The point I'm circling around is that I think you should kill that entire paragraph since I think it adds nothing but confusion.

mpidr is a part of CP15.

But that was still introduced with the ARMv7?

From an admittedly brief search, I cannot find anything in the CPUID registers that describes which core its executing on, but mpidr is specifically described as allowing you to distinguish which core you're running on. The ID_AFR0 register does contain 16 implementation defined bits which Nintendo could have used, but from over here, that sounds like a decidedly odd way of doing it.

flipacholas commented 1 year ago

I just don't think "faster" is one of its "distinct capabilities".

I've amended the block to be more precise on the advantages of DMA, leaving the 'faster' word as a more broad adjective that applies to the system as a whole.

It was a rhetorical question. You spend a lot of words describing that this water is wet, so of course I wonder: is this water somehow special, or is it just needlessly specific?

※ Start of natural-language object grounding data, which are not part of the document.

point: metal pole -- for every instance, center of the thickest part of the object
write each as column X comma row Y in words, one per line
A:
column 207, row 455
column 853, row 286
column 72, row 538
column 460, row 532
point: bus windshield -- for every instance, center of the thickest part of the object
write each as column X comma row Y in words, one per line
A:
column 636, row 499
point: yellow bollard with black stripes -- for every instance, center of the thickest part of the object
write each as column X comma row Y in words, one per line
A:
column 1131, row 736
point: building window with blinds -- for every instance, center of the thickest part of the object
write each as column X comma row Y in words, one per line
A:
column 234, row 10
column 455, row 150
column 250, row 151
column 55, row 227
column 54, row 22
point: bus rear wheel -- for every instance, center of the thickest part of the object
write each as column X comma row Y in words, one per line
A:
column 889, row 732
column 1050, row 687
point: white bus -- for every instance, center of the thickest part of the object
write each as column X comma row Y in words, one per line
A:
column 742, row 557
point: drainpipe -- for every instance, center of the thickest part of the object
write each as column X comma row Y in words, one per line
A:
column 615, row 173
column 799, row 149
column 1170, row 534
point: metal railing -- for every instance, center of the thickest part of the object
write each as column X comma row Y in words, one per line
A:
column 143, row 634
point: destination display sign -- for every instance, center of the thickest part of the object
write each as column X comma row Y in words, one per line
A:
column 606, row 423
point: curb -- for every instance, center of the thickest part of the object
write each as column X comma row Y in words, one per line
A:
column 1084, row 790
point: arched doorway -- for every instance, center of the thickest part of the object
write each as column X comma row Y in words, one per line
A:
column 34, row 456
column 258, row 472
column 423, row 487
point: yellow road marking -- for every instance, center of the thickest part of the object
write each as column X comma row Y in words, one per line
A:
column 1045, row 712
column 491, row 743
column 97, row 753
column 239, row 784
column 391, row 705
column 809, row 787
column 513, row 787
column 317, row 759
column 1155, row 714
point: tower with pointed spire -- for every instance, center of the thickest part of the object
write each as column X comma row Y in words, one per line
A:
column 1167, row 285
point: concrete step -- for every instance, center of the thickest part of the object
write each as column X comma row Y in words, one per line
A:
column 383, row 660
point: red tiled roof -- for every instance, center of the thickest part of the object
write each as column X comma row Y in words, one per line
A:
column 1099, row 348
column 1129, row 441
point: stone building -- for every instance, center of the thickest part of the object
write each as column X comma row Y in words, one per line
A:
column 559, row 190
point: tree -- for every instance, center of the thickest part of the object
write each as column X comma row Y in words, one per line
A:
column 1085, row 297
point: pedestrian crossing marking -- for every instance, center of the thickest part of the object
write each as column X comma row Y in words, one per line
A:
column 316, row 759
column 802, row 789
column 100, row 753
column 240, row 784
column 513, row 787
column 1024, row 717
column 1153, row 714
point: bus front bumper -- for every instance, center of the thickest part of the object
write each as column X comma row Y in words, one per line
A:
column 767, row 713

The good thing about dividing the article is small sections is that it allows readers to skip paragraphs if they prefer to do so. My only goal is for readers to focus on they topics they enjoy reading, and everyone has different interests.

The point I'm circling around is that I think you should kill that entire paragraph since I think it adds nothing but confusion.

it's a short paragraph connected to previous articles. Unless the sentences are factually wrong, I prefer to leave it for those interested in that area.

The ID_AFR0 register does contain 16 implementation defined bits which Nintendo could have used, but from over here, that sounds like a decidedly odd way of doing it.

My first finding was that this information would be found on the c0 register, but after sharing the draft with the 3DS hacking/homebrew community, I was told CPUID was used instead.

joha4270 commented 1 year ago

The good thing about dividing the article is small sections is that it allows readers to skip paragraphs if they prefer to do so. My only goal is for readers to focus on they topics they enjoy reading, and everyone has different interests.

I don't think that attitude leads to a better article, but you're the author.

flipacholas commented 1 year ago

In any case, I appreciate your efforts in helping improve the article. I've finished reviewing all your comments. Thank you!